#ASUUstrikeupdate: Is the FG trolling ASUU or there’s more than we know?

Having known weeks before the strike began, Nigeria’s Federal Government had to wait four days before it made a move towards addressing one ASUU’s demands.

The government Thursday, announced the setting up of 21 panels to draft the whitepapers for the reports of visitations earlier sent to Nigerian tertiary institutions to review the activities of the various tertiary institutions across the country.

According to a statement by the Director, Press and Public Relations at the Ministry of Education, Ben Goong, the Education Minister, Adamu Adamu, constituted 10 panels for 36 universities; six for 25 polytechnics, and five for 21 colleges of education.

The statement noted that the panels, to be inaugurated in the coming days, are given two weeks from the date of inauguration to submit their reports.

Why?

The Academic Staff Union of Universities (ASUU) had demanded that the government release whitepapers on the reports of the visitation panels constituted by President Muhammadu Buhari in April 2021 to visit 88 tertiary institutions across the country.

They lamented that many months after the submission of reports to the government it is yet to release the whitepapers.

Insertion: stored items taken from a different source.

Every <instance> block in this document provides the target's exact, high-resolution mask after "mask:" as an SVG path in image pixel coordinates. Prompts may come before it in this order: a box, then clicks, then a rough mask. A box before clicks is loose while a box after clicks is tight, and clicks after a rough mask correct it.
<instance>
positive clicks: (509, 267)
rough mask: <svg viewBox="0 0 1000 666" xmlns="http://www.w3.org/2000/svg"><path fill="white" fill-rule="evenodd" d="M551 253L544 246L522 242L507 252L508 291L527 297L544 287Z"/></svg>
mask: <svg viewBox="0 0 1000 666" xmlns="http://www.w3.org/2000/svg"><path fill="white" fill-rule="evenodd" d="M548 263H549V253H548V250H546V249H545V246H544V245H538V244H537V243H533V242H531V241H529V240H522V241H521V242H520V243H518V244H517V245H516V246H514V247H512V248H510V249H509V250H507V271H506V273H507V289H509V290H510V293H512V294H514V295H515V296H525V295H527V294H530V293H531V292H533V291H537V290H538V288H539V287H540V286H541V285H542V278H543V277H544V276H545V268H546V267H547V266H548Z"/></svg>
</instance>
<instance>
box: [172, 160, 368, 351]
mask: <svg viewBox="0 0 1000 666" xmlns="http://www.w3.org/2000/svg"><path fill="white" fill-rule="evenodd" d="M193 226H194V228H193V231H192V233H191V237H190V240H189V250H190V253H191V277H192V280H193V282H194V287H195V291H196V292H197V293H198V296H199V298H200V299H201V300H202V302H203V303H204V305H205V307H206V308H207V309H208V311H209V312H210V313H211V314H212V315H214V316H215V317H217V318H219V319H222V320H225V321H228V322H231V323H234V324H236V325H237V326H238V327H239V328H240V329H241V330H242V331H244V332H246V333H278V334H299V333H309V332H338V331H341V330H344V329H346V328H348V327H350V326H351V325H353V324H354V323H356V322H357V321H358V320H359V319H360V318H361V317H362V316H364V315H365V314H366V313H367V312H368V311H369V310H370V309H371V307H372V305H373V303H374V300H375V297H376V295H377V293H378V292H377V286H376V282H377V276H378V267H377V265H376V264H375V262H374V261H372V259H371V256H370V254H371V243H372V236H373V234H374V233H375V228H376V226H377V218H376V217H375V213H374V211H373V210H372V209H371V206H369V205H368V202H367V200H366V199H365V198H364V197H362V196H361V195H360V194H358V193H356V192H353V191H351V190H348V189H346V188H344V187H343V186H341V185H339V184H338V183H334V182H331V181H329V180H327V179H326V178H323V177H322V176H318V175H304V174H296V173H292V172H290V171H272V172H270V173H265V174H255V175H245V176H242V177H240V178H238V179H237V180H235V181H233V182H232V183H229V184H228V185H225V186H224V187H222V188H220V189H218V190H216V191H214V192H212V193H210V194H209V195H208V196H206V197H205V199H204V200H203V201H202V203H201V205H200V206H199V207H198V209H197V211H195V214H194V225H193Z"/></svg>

While declaring its warning strike on Monday, ASUU demanded an immediate release of the whitepapers to address the lapses in the administration of federal universities.

Read also:

ASUU: What happens when Bulls lock horns?

Parts of the visitation panel’s term of references in April 2021, was to review the performance of each institution assigned in the area of governance, academic standards, quality assurance, management of finances, relationships between the management and the staff, as well as the structures of the schools’ infrastructure and instructional materials.

Adamu Adamu expresses shock

Adamu Adamu has expressed surprise over the one-month industrial action embarked upon by ASUU on Monday. This is as he said, if after several negotiations between ASUU and FG they have not reached a truce, then the fault is no longer the government’s.

According to him, “ASUU, unfortunately, they have gone on strike and I am looking for them because all the issues are being addressed.

The last thing that happened was that our committee looked at their demands but there are renegotiations going on. They submitted a draft agreement which the ministry is looking at.

Speaking of ASUU’s draft agreement, he said, “A committee is looking at it. Immediately it finishes, the government is meant to announce what it had accepted. Then suddenly, I heard them going on strike.”

He continues, “We want a peaceful resolution. The federal government is ready to meet them on all issues they have raised and if there are so many meetings and the gap is not closing, then I think it’s not the fault of the government.

There is a solution to this. The negotiations are the solution and that is why I have said that I am surprised that ASUU has gone on strike.”

Chris Ngige faults the strike

According to Punch, the Minister of Labour and Employment, Chris Ngige Wednesday stated that the ongoing strike by ASUU was a “leave” following the failure of the union to notify his ministry before embarking on strike.

He said, “Now, NIREC met with ASUU twice and they discussed some of these issues. The leadership of ASUU said they would go back and meet with their NEC. We were waiting for them to come back and then we heard they were going on strike.

ASUU failed to get back to us and proceeded on strike without sending notifications. They just gave themselves a leave. If you want to go on strike, you should at least inform us officially by giving us notification but they refused to.

You can not just go on strike like that, it is illegal. So, they are just on leave. We will work with them and they will call off the strike.”

What ASUU says

ASUU, February 15, 2022, says its industrial action can end in one week if the federal government meets its demands.

Speaking on Sunrise Daily, on Channels Television, ASUU’s vice-president, Christopher Piwuna, said the strike can be called off as soon as government does what it is “supposed to do”.

We hope that the one-month warning strike will allow the Nigeria Inter-Religious Council (NIREC) to prove themselves and the chief of staff will speak to these individuals to say that the needful should be done,” the ASUU VP said.

Meanwhile, the Minister of State for Education, Chukwuemeka Nwajiuba had in December 20, 2021, said resources were not enough to meet all the demands of ASUU at once.

Some of the demands are the payment of earned allowances, payment of revitalisation funds to universities, creation of visitation panels and implementation of the University Transparency Accountability Solution instead of the Integrated Payroll and Personnel Information System for the payment of workers in the ivory towers, among others.

He said, “We cannot possibly be blackmailing them; we tried to explain to them that we will fulfil the agreements when we have the resources. Agreements have been signed and they are meant to be fulfilled.”

There is an obvious back and forth on the pending issues, and neither ASUU or the federal government is willing to come to a compromise. While ASUU’s actions suggests that a compromise will affect them negatively, FG has not shown will to meet ASUU’s demands.